L’art. 1136, 1° co., c.c. stabilisce che l’assemblea sia regolarmente costituita con l’intervento di tanti condòmini che rappresentino i due terzi del valore dell’intero edificio e i due terzi dei partecipanti al condominio.

Il sistema utilizzato, dunque, è misto, nel senso che alla regolarità della costituzione dell’assemblea  concorrono due criteri, quello delle «teste» (i due terzi dei partecipanti al condominio) e quello del «valore» (due terzi del valore dell’intero edificio).

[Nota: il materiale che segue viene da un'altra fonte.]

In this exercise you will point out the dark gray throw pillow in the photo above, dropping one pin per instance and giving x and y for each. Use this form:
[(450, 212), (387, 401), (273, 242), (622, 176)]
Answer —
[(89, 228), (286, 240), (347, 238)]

Quanto alla costituzione dell’assemblea in seconda convocazione, questa deve ritenersi regolare quando siano presenti tanti condòmini che rappresentino un terzo del valore dell’edificio ed almeno un terzo dei partecipanti al condominio: «a tale conclusione si giunge, nel silenzio della legge, osservando che tale maggioranza è richiesta per poter validamente deliberare nell’assemblea di seconda convocazione. D’altro canto, l’assemblea che si costituisca con un numero di condòmini e di millesimi inferiore non sarebbe in grado di deliberare» (Lovati, Monegat).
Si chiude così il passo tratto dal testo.